Существо щелкнуло языком, повернулось спиной к колодцу, наклонилось вперед и стало падать вниз, к Джемме. Падая, оно быстро развернулось и зацепилось за стену колодца. Его тело было длинным и худым, похожие на веревки руки и ноги вытянулись и зацепились за трещины в известке. Оно изгибалось и царапало камни, скользило по ним и дважды обвилось вокруг стенок колодца. Существо рассмеялось, и голос у него оказался пронзительным и высоким, лишь на малую долю октавы ниже птичьего крика. Оно смеялось так самозабвенно и весело, что Джемме тоже захотелось рассмеяться, уголки ее губ задрожали, а глаза защипало от слез.
Без предупреждения оно спрыгнуло со стенок колодца и поползло по сухой траве к Джемме. Влажный воздух наполнил знакомый затхлый, отдающий медью запах воды из колодца. Джемма подняла молоток дрожащей рукой и не убежала. Она решила стоять до конца.
Приблизившись на расстояние удара, существо остановилось и расправило спину, очень медленно, как будто не привыкло стоять на двух ногах или ему это не нравилось. В полный рост оно было почти такое же высокое, как ее отец. Его кожа по цвету напоминала высохший мох – темно-темно-зеленая, даже еще темнее. Его руки и ноги были как узловатые корни дерева. Черты лица – расплывчатые, напоминающие амфибьи, и на этом лице блестели огромные бездонные озера глаз.
Оно открыло свой ужасный рот – его дыхание было теплым и пахло болотом, – а потом закричало «Джемма!» голосом отца. Оно не подражало его голосу, это действительно был голос отца, сердитый, глухой и хриплый. Отец редко говорил таким голосом, но когда Джемма слышала его, то теряла волю, как будто кто-то нажимал на кнопку и выключал девочку.
Гоблин из колодца продолжил разговаривать с ней рассерженным голосом отца, он говорил: «Скоро здесь все изменится».
Джемма оглянулась в надежде увидеть позади папу, который, возможно, разозлился из-за того, что она взяла без спроса молоток. Но его там не было.

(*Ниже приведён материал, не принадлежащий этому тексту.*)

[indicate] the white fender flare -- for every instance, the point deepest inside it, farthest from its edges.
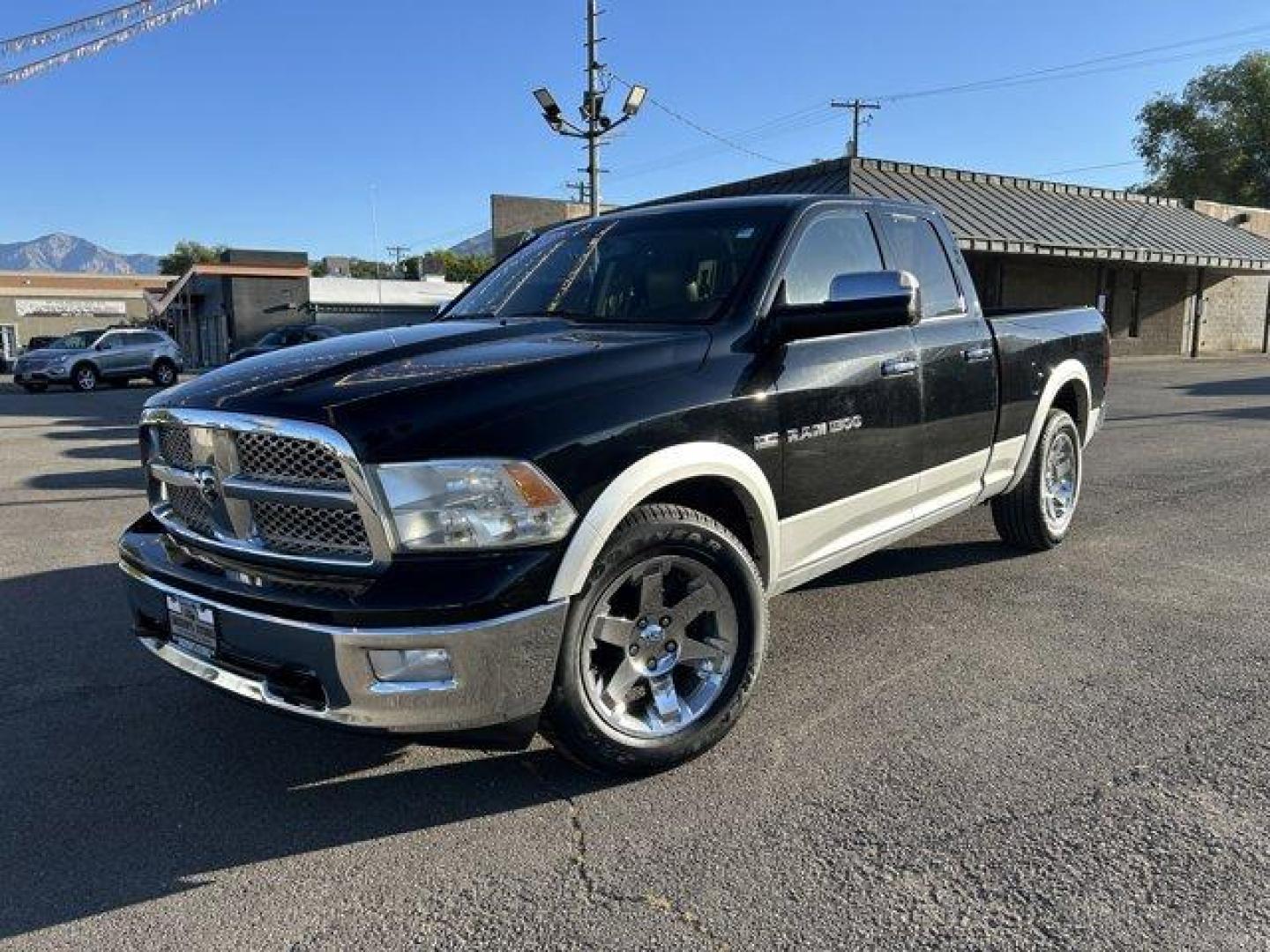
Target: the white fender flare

Гоблин сказал, что Джемма была ленивой, тратила время на свои дурацкие картинки, да, она была чертовски ленивой и не успевала вовремя принести маме стакан с водой из колодца или из-за своей неуклюжести выплескивала половину воды, а еще она все время будила маму, беспокоила ее, вечно ныла и приставала к больной, не давая ей отдохнуть.
Гоблин по-прежнему говорил как рассерженный папа, но он не был зол. В его голосе рокотал смех, похожий на гул взволнованного моря. Джемма буквально слышала, как гоблин улыбался, когда обвинял ее в смерти мамы, в том, что она умерла так рано. Мама могла бы еще пожить. Джемма могла бы ее спасти, но не сделала этого.
Джемма сидела на постели, накрывшись одеялом с головой, около нее лежали фонарик, угольный карандаш, наполовину сточенные цветные мелки, перевязанные резинкой, и ее альбом для рисования. Дверь была заперта, и она поставила перед ней деревянный стул с резной спинкой. Пьяный отец недавно стучался в ее дверь, запинаясь, выкрикивал ее имя и неразборчиво бормотал какие-то угрозы. Он был все еще здесь, сердито бродил по дому, бросал тарелки в раковину на кухне и кричал: «Скоро здесь все изменится!» А потом выкрикнул что-то еще.
Джемма старалась не обращать на него внимания. Она посмотрела на рисунок в своем альбоме, тот, на котором мама лежит на кровати, раскрыв ладонь своей красной правой руки. Джемма дотронулась до руки и почувствовала воск красного мелка на подушечках пальцев.